Based on a package licensed from web collaboration specialist SiteScape called Forum, the product is expected to have hooks into Novell’s GroupWise and other workgroup software systems. When the SiteScape deal was announced in February, the firms said the release would include online meetings, workspaces, blogs and wikis, and would be available in mid-2007.
Also in February, Novell and SiteScape said more details and demonstrations would be available at BrainShare, which begins on 18 March in Salt Lake City.
Novell’s plans fall into a broader trend that is seeing enterprise software firms adopt tricks from consumer software. In January, IBM announced plans for Lotus Connections, a software package that lets users flag areas of expertise, bookmarks and other capabilities to colleagues and peers. At the time, IBM said it would publish open APIs to let third-parties plug into Connections, which is also due for availability in the middle of this year.
Also, SuccessFactors offers web-based tools that are intended to put a more consumer-like front-end on processes such as performance reviews and compensation assessments.
Social media is increasingly being promoted as a way to open up communications, especially in knowledge management. However, cultural barriers may limit adoption in some areas.
“The new technology out there is allowing people to connect far more easily and the best way to do this is through social media tools,” said Stephen Dale of Semantix, a consulting firm that promotes the use of social media in the public sector.

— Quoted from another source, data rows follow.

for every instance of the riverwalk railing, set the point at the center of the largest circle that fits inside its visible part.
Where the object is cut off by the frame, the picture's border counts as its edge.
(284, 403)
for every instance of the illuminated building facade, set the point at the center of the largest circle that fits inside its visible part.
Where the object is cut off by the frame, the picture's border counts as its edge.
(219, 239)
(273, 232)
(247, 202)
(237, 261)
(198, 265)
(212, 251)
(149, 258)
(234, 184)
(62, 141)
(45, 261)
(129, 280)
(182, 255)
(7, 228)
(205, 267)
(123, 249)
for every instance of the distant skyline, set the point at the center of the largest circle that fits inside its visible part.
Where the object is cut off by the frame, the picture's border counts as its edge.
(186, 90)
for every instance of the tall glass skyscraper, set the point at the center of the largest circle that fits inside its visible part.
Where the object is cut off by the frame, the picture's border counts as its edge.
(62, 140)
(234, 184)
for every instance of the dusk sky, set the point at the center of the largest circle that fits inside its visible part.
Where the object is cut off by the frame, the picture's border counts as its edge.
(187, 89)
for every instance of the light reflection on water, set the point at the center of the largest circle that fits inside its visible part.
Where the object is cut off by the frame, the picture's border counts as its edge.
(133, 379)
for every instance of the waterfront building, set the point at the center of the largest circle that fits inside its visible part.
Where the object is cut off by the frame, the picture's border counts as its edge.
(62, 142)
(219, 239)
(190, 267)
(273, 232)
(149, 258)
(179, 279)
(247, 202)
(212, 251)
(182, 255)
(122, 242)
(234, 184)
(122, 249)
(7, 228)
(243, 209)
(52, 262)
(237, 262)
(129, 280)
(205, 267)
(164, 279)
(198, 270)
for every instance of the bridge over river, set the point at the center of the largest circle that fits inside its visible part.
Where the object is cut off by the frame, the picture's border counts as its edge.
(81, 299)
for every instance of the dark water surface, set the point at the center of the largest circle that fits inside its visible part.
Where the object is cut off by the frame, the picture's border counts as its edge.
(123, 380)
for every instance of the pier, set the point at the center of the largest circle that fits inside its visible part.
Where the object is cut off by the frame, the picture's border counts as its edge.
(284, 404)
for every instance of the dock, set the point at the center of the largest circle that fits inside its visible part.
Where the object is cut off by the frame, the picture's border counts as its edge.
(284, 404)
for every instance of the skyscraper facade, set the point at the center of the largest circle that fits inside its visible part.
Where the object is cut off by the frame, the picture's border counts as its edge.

“But the public sector is some years behind the private sector as to what social networking means and it’s almost as if employees are conditioned to work in silos. Today, if you’re a social worker in Middlesbrough with specialist knowledge, then another social worker in Somerset might not even know you exist.”
However, Dale warned that vendors need to go further than merely including social-networking tools.
“I’d like to see a lot more effort in training people to know what to do with these tools. A lot of people get frightened by terms like ‘blogs’ and ‘wikis’. You shouldn’t just assume everybody will jump on and use these tools. You also need a cultural change.”